In a landmark decision bringing conclusion to the trial of the former directors of British Home Stores Group, the court has held the former directors joint and severally liable for breaches of their statutory duties which caused the company to wrongfully continue trading. Here we examine three key points of the court’s decision.
The former directors were directors of four companies owned by the British Home Stores Group (BHS) between 2015 and 2016. In December 2016, the group of companies entered liquidation. The liquidators brought claims against the former directors, emanating from their conduct in the 12 months prior to the liquidation. The claims focused upon duties imposed upon the directors under the Insolvency Act 1986 as follows:
- Misfeasance under Section 212
- Wrongful trading under Section 214
Building on the Supreme Court’s findings in Sequana, the court found that the former directors were liable for breach of the “modified” duty, that being; causing the company to enter into a finance agreement for an improper purpose, essentially that had the former directors not caused the company to enter into the finance agreement, it would not have continued to trade.
What three key points can directors take away from this judgement?
Professional advice does not prevent liability for wrongful trading
From the point of acquisition of the group up to the point of its administration, the former directors had obtained professional advice from a number of advisers including lawyers, and accountants. The former directors sought to argue that they had obtained professional advice on the exercising of and subsequently discharge of their duties, and where they had relied on advice, they had prima facie fulfilled those duties.
Whilst the court acknowledged that expert advice had allowed the former directors to go “a long way toward performing duties with reasonable care”, the court would give weight to the advice based upon a number of factors such as the instructions given, scope of engagement and the extent to which the former directors had relied upon that advice.
Ultimately, the act of taking advice does not prevent liability for wrongful trading. Careful consideration should be given at board level as to the advice to independently consider the advice, which takes us to the point below.
Delegation of duties
Board decisions are a matter for directors. Board decisions are not a matter for professional advisers to make, or any third-party that may be instructed to aid in the arriving at those decisions. Whilst directors can delegate certain duties, delegation must be considered carefully to ensure compliance with legislation. Directors must always ensure that delegated duties are monitored, as ultimately, liability rests with directors to ensure that the duties have been discharged to the company.
Duties to creditors
Sequana highlighted that the duty to creditors is engaged when the directors know or ought to know that either the company is insolvent or is likely to become insolvent, or an insolvent liquidation or administration is more likely than not.
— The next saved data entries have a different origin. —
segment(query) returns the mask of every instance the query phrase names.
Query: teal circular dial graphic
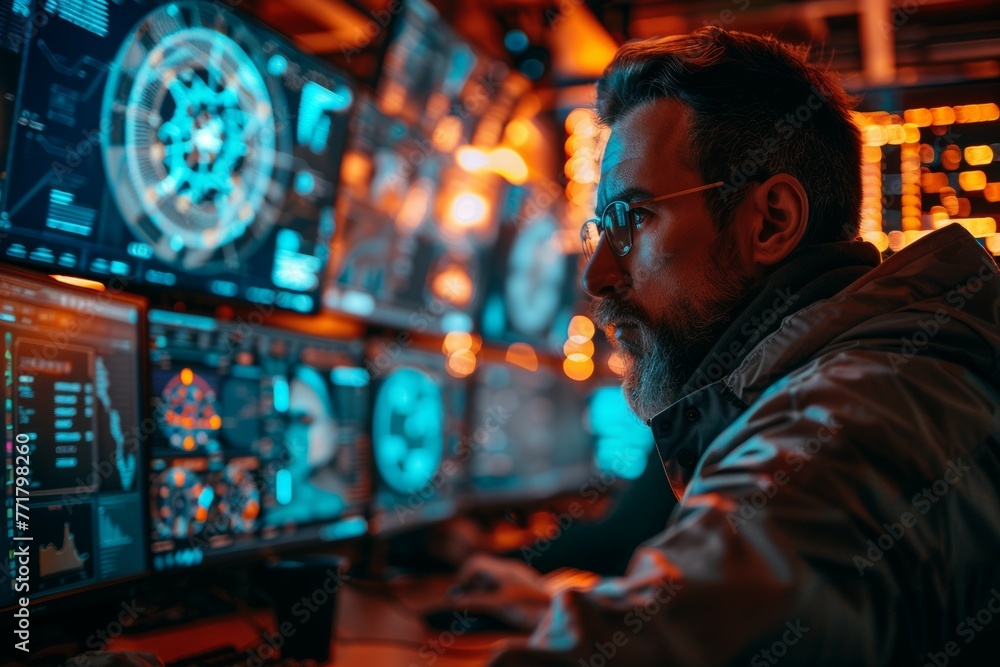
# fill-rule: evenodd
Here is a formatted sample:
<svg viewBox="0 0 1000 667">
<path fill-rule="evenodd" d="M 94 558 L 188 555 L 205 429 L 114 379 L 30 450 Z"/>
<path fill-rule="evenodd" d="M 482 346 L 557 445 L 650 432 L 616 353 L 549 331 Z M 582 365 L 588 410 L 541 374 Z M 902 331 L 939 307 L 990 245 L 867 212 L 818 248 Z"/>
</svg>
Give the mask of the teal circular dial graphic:
<svg viewBox="0 0 1000 667">
<path fill-rule="evenodd" d="M 262 53 L 237 16 L 204 2 L 154 10 L 118 53 L 105 167 L 125 223 L 161 261 L 221 270 L 278 217 L 290 174 L 275 119 L 287 112 Z"/>
<path fill-rule="evenodd" d="M 399 493 L 426 485 L 441 464 L 444 405 L 441 388 L 427 373 L 403 367 L 379 388 L 372 423 L 375 466 Z"/>
</svg>

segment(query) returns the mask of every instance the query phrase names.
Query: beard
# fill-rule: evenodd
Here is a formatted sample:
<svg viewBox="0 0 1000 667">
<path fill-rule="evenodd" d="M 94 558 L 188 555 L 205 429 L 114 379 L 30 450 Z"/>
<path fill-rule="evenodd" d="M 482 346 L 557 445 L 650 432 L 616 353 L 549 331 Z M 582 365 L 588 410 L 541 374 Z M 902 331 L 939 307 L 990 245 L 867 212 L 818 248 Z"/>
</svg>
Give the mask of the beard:
<svg viewBox="0 0 1000 667">
<path fill-rule="evenodd" d="M 678 290 L 658 321 L 618 296 L 592 304 L 594 323 L 622 359 L 625 400 L 644 422 L 681 398 L 684 384 L 737 315 L 733 306 L 752 280 L 736 268 L 734 251 L 725 248 L 714 256 L 704 280 L 693 289 Z"/>
</svg>

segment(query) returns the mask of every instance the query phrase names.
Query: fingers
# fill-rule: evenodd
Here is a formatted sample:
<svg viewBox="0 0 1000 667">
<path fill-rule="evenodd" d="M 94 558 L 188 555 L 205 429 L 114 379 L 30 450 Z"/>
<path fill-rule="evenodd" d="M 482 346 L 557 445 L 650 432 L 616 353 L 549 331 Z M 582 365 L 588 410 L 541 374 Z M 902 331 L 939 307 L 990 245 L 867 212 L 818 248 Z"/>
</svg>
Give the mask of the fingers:
<svg viewBox="0 0 1000 667">
<path fill-rule="evenodd" d="M 462 588 L 496 588 L 504 571 L 505 563 L 487 554 L 473 554 L 458 570 L 456 580 Z"/>
</svg>

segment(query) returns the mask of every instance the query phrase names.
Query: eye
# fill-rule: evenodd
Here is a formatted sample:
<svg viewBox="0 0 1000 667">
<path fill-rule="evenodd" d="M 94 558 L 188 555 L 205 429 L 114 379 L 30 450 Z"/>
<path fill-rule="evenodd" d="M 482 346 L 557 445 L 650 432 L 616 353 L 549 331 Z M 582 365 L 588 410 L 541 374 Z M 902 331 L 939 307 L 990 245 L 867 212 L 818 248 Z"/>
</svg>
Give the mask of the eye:
<svg viewBox="0 0 1000 667">
<path fill-rule="evenodd" d="M 648 209 L 645 208 L 633 208 L 632 210 L 632 224 L 635 225 L 636 229 L 642 228 L 642 223 L 646 221 L 648 216 L 651 215 Z"/>
</svg>

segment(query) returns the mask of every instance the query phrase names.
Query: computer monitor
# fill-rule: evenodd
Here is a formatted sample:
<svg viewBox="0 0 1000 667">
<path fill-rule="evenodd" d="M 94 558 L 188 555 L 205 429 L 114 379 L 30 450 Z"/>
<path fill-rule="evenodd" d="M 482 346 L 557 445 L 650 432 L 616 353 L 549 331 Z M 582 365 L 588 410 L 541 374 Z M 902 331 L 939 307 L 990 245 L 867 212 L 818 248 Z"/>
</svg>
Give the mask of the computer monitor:
<svg viewBox="0 0 1000 667">
<path fill-rule="evenodd" d="M 371 100 L 352 127 L 324 305 L 398 329 L 472 331 L 503 184 L 465 172 Z"/>
<path fill-rule="evenodd" d="M 526 192 L 526 191 L 525 191 Z M 524 342 L 542 352 L 561 351 L 572 317 L 584 309 L 579 254 L 566 253 L 563 229 L 551 215 L 520 215 L 500 226 L 484 289 L 479 330 L 488 343 Z"/>
<path fill-rule="evenodd" d="M 134 296 L 0 268 L 0 607 L 148 570 L 145 314 Z"/>
<path fill-rule="evenodd" d="M 372 341 L 373 532 L 388 534 L 451 517 L 465 480 L 461 458 L 465 381 L 445 356 L 412 338 Z"/>
<path fill-rule="evenodd" d="M 42 25 L 0 91 L 17 165 L 0 259 L 164 301 L 317 309 L 348 79 L 233 3 L 34 4 Z"/>
<path fill-rule="evenodd" d="M 393 29 L 382 61 L 379 106 L 430 136 L 453 105 L 461 104 L 470 76 L 489 59 L 480 58 L 426 0 L 402 3 Z M 483 102 L 495 94 L 496 88 L 480 93 L 479 103 L 465 105 L 468 113 L 460 119 L 485 112 Z"/>
<path fill-rule="evenodd" d="M 486 361 L 473 375 L 469 432 L 471 504 L 537 501 L 578 492 L 592 479 L 593 387 L 555 361 L 537 367 Z"/>
<path fill-rule="evenodd" d="M 367 530 L 360 343 L 160 310 L 149 321 L 154 570 Z"/>
</svg>

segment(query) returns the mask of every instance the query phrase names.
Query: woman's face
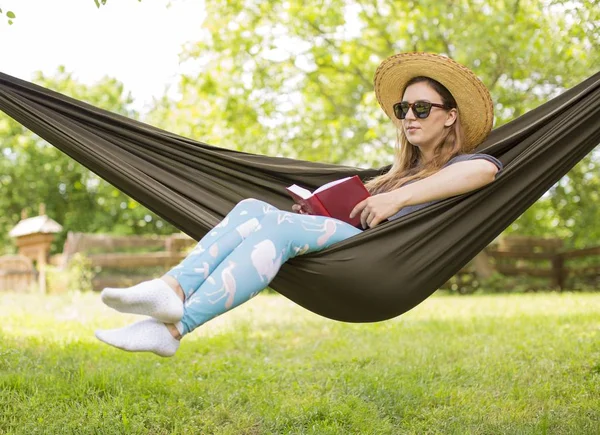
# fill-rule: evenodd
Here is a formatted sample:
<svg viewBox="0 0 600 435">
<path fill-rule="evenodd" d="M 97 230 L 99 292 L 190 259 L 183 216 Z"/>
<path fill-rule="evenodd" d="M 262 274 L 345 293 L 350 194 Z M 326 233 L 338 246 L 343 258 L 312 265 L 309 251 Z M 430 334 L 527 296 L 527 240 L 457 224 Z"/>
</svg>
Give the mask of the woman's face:
<svg viewBox="0 0 600 435">
<path fill-rule="evenodd" d="M 414 103 L 425 100 L 430 103 L 444 104 L 442 97 L 434 91 L 427 83 L 420 82 L 406 88 L 402 101 Z M 446 110 L 432 107 L 429 116 L 425 119 L 417 118 L 411 109 L 406 114 L 402 123 L 402 129 L 408 141 L 418 146 L 422 152 L 432 151 L 440 143 L 446 134 L 446 128 L 450 127 L 456 120 L 456 109 Z"/>
</svg>

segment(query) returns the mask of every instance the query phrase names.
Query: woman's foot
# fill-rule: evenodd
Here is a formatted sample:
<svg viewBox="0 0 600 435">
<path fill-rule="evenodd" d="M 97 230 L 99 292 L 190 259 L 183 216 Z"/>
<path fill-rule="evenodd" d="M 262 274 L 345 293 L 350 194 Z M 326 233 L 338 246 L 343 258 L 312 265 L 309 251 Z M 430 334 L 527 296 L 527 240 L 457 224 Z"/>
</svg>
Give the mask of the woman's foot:
<svg viewBox="0 0 600 435">
<path fill-rule="evenodd" d="M 98 330 L 96 338 L 128 352 L 173 356 L 179 349 L 179 340 L 173 337 L 167 325 L 155 319 L 142 320 L 120 329 Z"/>
<path fill-rule="evenodd" d="M 183 292 L 179 294 L 163 279 L 144 281 L 126 288 L 107 287 L 102 290 L 100 298 L 121 313 L 142 314 L 163 323 L 177 323 L 183 317 Z"/>
</svg>

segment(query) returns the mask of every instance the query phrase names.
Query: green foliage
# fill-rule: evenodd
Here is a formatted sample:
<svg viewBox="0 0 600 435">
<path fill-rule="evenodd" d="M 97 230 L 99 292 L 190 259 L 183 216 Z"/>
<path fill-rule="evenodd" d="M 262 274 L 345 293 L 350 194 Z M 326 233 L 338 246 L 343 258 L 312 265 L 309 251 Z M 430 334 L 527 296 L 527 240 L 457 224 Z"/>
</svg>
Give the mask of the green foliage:
<svg viewBox="0 0 600 435">
<path fill-rule="evenodd" d="M 259 295 L 159 358 L 94 338 L 140 320 L 97 294 L 0 293 L 0 433 L 597 435 L 599 305 L 434 296 L 351 324 Z"/>
<path fill-rule="evenodd" d="M 53 77 L 37 74 L 42 86 L 95 106 L 137 118 L 128 109 L 132 99 L 123 85 L 104 78 L 94 86 L 77 83 L 64 68 Z M 116 234 L 171 234 L 175 229 L 156 214 L 91 173 L 57 148 L 0 113 L 0 243 L 9 251 L 8 231 L 46 204 L 46 214 L 63 225 L 53 252 L 62 251 L 68 231 Z"/>
<path fill-rule="evenodd" d="M 505 276 L 495 272 L 481 280 L 480 292 L 483 293 L 526 293 L 538 290 L 558 290 L 550 278 L 531 276 Z"/>
<path fill-rule="evenodd" d="M 495 127 L 597 72 L 593 1 L 207 2 L 202 40 L 182 60 L 181 97 L 148 117 L 222 147 L 358 166 L 391 162 L 395 131 L 372 77 L 401 51 L 472 68 L 495 102 Z M 600 153 L 590 154 L 508 232 L 600 243 Z"/>
<path fill-rule="evenodd" d="M 92 290 L 92 262 L 85 255 L 79 253 L 73 255 L 67 266 L 67 273 L 71 290 Z"/>
<path fill-rule="evenodd" d="M 73 255 L 66 269 L 46 266 L 46 286 L 50 294 L 92 291 L 92 263 L 84 255 Z"/>
<path fill-rule="evenodd" d="M 0 8 L 0 14 L 2 14 L 2 9 Z M 13 11 L 6 11 L 6 18 L 8 19 L 8 24 L 12 25 L 13 20 L 15 18 L 17 18 L 17 16 L 15 15 L 15 13 Z"/>
<path fill-rule="evenodd" d="M 598 287 L 586 287 L 586 290 L 596 290 Z M 454 275 L 440 288 L 448 294 L 495 294 L 495 293 L 527 293 L 536 291 L 559 290 L 550 278 L 527 276 L 506 276 L 494 272 L 486 279 L 478 278 L 473 273 Z"/>
<path fill-rule="evenodd" d="M 100 8 L 100 6 L 104 6 L 106 4 L 106 1 L 107 0 L 94 0 L 94 3 L 96 4 L 97 8 Z M 138 0 L 138 1 L 141 2 L 142 0 Z M 1 8 L 0 8 L 0 14 L 2 14 Z M 7 11 L 6 17 L 8 18 L 8 24 L 12 25 L 13 20 L 16 18 L 16 15 L 12 11 Z"/>
<path fill-rule="evenodd" d="M 560 237 L 566 248 L 600 243 L 600 150 L 579 162 L 507 234 Z"/>
<path fill-rule="evenodd" d="M 386 164 L 395 136 L 372 77 L 391 54 L 440 52 L 473 68 L 496 102 L 496 126 L 596 72 L 597 35 L 567 19 L 581 12 L 543 3 L 208 2 L 205 37 L 182 54 L 199 74 L 184 76 L 182 98 L 151 119 L 236 149 Z"/>
<path fill-rule="evenodd" d="M 100 8 L 100 6 L 104 6 L 106 4 L 107 0 L 94 0 L 94 3 L 96 3 L 96 7 Z M 142 0 L 138 0 L 138 2 L 141 3 Z"/>
<path fill-rule="evenodd" d="M 105 4 L 96 1 L 97 6 Z M 490 88 L 495 126 L 597 71 L 600 10 L 592 1 L 207 2 L 204 36 L 188 43 L 180 96 L 143 120 L 245 152 L 375 167 L 391 162 L 395 131 L 372 77 L 396 52 L 434 51 L 472 68 Z M 121 83 L 83 86 L 64 68 L 35 81 L 139 118 Z M 0 243 L 22 209 L 66 231 L 167 234 L 176 230 L 37 136 L 0 114 Z M 507 233 L 600 243 L 600 153 L 585 157 Z"/>
</svg>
In Re BHS Group, the court brought to the forefront of directors’ duties that there is importance of creditors interests in times of financial distress and giving weight to those interests in light of financial difficulties. Directors should always exercise their reasonable care, skill and diligence when it comes to decisions as to finances when the company is in a precarious position. If financial borrowing is to be considered, existing creditors’ interests may be affected and if that eventuality arises, directors may find themselves personally liable should their actions cause prejudice to the interests of creditors.